Comme tant de parents avant moi, j'ai répété cette question des milliers de fois : « qu'est-ce qu'on dit? »
« Merci »
Et le ton de la réponse variait.
Parfois lumineux, le ton venait dépeindre l'état d'esprit de l'enfant qui vient de recevoir un cadeau qu'il n'attendait pas. Parfois, le ton était exaspéré. Un merci qui sous-entend « Hey que t'es fatiguant avec tes "merci". »
Le merci est souvent automatique. Il marque la séquence vécue du sceau de la politesse. Politesse qui fait du bien.
En fait, en répétant la formule à mes enfants autant de fois qu'on me l'avait répétée, je poursuivais deux objectifs : apprendre à signifier à l'autre qu'on apprécie ce qui vient de se passer, d'une part, et apprendre à se signifier à soi-même que ce que l'on obtient ne nous est pas automatiquement dû.
Pour moi, il y a deux grandes catégories de merci.
Le merci qui vient saluer poliment un geste qui vient d'être posé. Le merci civique. Celui qui termine une action et qui sème un sourire. Même si la chose ou l'action nous était, dans les faits, due. Par exemple, j'achète des pneus d'hiver. Je paie pour les pneus et pour leur installation. On me remet les clés de ma voiture en me disant : « Voilà, c'est fait ». Je me retrouve devant deux choix. Soit je dis : « J'espère que c'est fait, j'ai payé pour! ». Soit je dis « merci! » Et ce, même si j'ai payé pour.
Je préfère le merci. Celui qui sème quelque chose de léger et d'heureux autour de lui.
Mais il y a aussi le merci humain, porteur de quelque chose de grand. De très grand. Souvent trop grand pour être dit autrement.
Vous accompagnez quelqu'un dans un moment intense de sa vie. Une fois le moment passé, ce quelqu'un vous revient, vous serre la main, vous offre une accolade et dit juste « merci ». Il ajoute : « pour tout ». Il pourrait écrire deux pages, mais il ne sait pas s'y prendre. Il finit en disant : « Je me demande si "merci", c'est assez fort pour ce que tu as fait, mais bon, je ne sais pas trop le dire autrement ».
Je pense à tout cela, ce dimanche matin, au lendemain d'une rencontre rendant hommage aux trente ans de carrière d'un ami à moi.
Une soirée magique. Rien de moins. Une soirée lors de laquelle les anecdotes se sont succédé. Une soirée à la fin de laquelle notre fêté ne savait dire autre que « merci ».

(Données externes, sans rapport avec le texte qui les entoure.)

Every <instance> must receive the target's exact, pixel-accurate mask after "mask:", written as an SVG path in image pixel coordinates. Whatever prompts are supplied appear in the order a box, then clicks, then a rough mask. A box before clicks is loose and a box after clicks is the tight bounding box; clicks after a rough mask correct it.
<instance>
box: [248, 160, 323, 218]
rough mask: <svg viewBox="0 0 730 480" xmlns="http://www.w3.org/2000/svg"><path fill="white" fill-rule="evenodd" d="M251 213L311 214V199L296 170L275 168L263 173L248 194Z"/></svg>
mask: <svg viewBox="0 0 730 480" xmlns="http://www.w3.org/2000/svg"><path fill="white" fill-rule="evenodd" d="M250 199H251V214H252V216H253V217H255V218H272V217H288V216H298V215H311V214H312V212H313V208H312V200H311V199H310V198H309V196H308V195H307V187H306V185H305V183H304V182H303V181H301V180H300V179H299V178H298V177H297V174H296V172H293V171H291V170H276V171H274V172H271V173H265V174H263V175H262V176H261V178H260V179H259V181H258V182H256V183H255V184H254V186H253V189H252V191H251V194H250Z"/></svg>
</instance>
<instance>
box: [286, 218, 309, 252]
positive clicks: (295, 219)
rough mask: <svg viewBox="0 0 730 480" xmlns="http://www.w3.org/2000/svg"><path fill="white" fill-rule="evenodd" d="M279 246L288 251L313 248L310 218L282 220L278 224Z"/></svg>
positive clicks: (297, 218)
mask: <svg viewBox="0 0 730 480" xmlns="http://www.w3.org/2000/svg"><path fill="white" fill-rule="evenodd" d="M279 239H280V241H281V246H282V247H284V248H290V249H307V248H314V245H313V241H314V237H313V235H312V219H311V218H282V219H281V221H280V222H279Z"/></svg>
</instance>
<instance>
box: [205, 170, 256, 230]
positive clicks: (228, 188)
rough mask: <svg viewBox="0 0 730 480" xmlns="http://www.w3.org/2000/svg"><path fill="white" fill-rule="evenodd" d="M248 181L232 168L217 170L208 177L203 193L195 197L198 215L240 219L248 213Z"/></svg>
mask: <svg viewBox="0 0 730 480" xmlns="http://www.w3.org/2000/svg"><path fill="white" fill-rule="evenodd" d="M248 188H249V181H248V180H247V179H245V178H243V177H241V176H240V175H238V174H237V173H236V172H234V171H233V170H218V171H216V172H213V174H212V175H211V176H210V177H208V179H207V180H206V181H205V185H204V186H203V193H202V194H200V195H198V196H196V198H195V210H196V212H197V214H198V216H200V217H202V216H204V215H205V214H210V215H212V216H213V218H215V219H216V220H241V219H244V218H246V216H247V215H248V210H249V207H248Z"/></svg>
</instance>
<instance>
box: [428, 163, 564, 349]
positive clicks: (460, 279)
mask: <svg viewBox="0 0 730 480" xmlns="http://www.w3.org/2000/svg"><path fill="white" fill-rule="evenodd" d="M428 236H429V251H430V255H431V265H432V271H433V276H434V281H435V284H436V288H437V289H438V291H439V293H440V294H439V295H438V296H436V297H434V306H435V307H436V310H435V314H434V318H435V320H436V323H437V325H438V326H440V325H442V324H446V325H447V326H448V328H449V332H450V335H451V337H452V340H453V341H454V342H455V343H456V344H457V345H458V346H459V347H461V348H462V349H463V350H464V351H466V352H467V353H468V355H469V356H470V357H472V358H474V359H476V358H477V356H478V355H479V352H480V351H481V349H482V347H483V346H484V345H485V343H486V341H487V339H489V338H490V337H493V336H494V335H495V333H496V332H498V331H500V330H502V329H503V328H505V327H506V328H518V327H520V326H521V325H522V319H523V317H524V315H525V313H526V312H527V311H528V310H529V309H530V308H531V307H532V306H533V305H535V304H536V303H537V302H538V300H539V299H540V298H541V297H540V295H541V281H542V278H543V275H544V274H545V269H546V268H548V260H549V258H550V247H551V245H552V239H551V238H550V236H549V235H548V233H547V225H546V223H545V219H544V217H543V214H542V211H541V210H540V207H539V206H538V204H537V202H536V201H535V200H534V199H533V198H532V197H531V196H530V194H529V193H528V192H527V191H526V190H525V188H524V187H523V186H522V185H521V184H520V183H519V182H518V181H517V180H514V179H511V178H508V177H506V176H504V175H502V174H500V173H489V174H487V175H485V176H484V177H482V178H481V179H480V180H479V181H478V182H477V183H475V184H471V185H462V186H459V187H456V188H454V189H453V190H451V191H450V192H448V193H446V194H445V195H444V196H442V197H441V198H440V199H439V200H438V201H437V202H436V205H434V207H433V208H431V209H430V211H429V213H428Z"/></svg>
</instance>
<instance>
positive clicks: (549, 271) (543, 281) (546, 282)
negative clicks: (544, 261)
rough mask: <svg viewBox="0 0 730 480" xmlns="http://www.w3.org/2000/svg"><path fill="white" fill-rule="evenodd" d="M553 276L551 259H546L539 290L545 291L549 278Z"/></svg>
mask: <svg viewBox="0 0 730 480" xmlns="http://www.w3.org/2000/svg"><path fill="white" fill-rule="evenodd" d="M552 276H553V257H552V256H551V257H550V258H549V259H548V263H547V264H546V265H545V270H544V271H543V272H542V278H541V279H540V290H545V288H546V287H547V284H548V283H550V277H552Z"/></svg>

Un merci qui voulait dire : merci d'avoir pris du temps pour moi. Merci d'avoir prouvé que je valais bien non seulement une, mais plusieurs risettes. Merci de m'avoir dit que vous m'aimiez. Merci de m'avoir fait savoir que ce que je suis a une valeur.
Bref, merci pour ce temps précieux.
Bref, merci.
J'adapte librement une parole de Félix Leclerc (qu'on ne remerciera d'ailleurs jamais assez!) : c'est grand, un merci, c'est plein de vie dedans.
Clin d'œil de la semaine
Quand on se sent à la merci du temps qui passe, un merci bien placé semble arrêter l'horloge, le temps d'un sourire.